HTTP : Must known Protocol (Part 1)

Hypertext Transfer Protocol (HTTP) is an application-level protocol for distributed, collaborative, hypermedia information systems.Basically, HTTP is a TCP/IP based communication protocol, that is used to deliver data (HTML files, image files, query results, etc.) on the World Wide Web.The default port is TCP 80, but other ports can be used as well. It provides a standardized way for computers to communicate with each other.

HTTP specification specifies how clients' request data will be constructed and sent to the server, and how the servers respond to these requests.


TCP/IP is responsible for breaking up the packets  into small pieces and taking them to the correct place or ip address where they are supposed to reach.

Basic Features of HTTP :


HTTP is connectionless: The HTTP client, i.e., a browser initiates an HTTP request and after a request is made, the client disconnects from the server and waits for a response. The server processes the request and re-establishes the connection with the client to send a response back.

HTTP is media independent: It means, any type of data can be sent by HTTP as long as both the client and the server know how to handle the data content. It is required for the client as well as the server to specify the content type using appropriate MIME-type.

HTTP is stateless: As mentioned above, HTTP is connectionless and it is a direct result of HTTP being a stateless protocol. The server and client are aware of each other only during a current request. Afterwards, both of them forget about each other. Due to this nature of the protocol, neither the client nor the browser can retain information between different requests across the web pages.

HTTP/1.0 uses a new connection for each request/response exchange, where as HTTP/1.1 connection may be used for one or more request/response exchanges.

HTTP Architecture 


HTTP is based on the client-server architecture model and a stateless request/response protocol that operates by exchanging messages across a reliable TCP/IP connection.

An HTTP "client" is a program (Web browser or any other client) that establishes a connection to a server for the purpose of sending one or more HTTP request messages. An HTTP "server" is a program ( generally a web server like Apache Web Server or Internet Information Services IIS, etc. ) that accepts connections in order to serve HTTP requests by sending HTTP response messages.



URL

At the heart of web communications is the request message, which are sent via Uniform Resource Locators (URLs).URL define the application protocol or scheme which will be used for packet transmission, host where request has to be sent , port number , resource path and query data if needed.
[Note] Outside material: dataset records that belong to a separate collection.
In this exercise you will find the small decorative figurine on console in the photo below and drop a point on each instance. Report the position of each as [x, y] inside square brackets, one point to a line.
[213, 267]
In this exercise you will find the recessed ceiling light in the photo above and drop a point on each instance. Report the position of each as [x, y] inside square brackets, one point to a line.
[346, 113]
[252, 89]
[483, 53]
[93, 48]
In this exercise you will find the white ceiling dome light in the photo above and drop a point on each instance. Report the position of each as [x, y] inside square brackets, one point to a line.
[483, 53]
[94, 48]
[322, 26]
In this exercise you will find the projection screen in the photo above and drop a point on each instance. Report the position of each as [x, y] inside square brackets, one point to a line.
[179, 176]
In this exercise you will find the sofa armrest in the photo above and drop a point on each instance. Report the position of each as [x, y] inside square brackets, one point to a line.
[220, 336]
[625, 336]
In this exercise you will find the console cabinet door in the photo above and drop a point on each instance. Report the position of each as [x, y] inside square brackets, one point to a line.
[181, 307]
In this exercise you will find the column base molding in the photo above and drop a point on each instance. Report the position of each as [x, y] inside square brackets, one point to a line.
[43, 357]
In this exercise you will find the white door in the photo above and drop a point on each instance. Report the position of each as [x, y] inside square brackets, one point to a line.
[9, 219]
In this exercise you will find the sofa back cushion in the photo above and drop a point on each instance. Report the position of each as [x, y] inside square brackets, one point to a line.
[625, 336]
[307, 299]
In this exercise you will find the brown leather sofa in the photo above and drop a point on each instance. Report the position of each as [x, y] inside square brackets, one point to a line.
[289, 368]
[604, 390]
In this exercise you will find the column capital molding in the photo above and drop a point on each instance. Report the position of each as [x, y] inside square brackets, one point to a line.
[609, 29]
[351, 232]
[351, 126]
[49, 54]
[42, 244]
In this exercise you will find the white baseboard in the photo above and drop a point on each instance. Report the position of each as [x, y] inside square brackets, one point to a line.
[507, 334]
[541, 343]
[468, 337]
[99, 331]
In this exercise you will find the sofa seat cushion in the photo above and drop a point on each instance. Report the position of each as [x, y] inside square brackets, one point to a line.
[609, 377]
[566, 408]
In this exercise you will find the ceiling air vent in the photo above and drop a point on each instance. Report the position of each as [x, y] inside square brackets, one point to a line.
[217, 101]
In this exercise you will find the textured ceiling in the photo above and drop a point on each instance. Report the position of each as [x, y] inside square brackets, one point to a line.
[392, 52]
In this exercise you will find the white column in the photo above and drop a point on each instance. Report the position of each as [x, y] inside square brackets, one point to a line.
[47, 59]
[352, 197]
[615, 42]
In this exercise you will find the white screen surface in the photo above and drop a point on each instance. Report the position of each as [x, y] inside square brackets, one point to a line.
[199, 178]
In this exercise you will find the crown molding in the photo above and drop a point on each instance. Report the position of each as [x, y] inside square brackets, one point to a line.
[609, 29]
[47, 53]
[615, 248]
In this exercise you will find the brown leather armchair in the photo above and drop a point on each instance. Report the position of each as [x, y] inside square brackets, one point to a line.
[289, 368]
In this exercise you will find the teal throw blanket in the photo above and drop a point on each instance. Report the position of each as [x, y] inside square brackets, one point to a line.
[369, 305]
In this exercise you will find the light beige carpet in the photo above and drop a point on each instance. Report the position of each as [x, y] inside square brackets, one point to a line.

Different method or Verbs used in HTTP 


URLs reveal the identity of the particular host with which we want to communicate, but the action that should be performed on the host is specified via HTTP verbs. Of course, there are several actions that a client would like the host to perform. HTTP has formalized on a few that capture the essentials that are universally applicable for all kinds of applications.

These request verbs are:

GET: fetch an existing resource. The URL contains all the necessary information the server needs to locate and return the resource.
POST: create a new resource. POST requests usually carry a payload that specifies the data for the new resource.
PUT: update an existing resource. The payload may contain the updated data for the resource.
DELETE: delete an existing resource.

The above four verbs are the most popular, and most tools and frameworks explicitly expose these request verbs. PUT and DELETE are sometimes considered specialized versions of the POST verb, and they may be packaged as POST requests with the payload containing the exact action: create, update or delete.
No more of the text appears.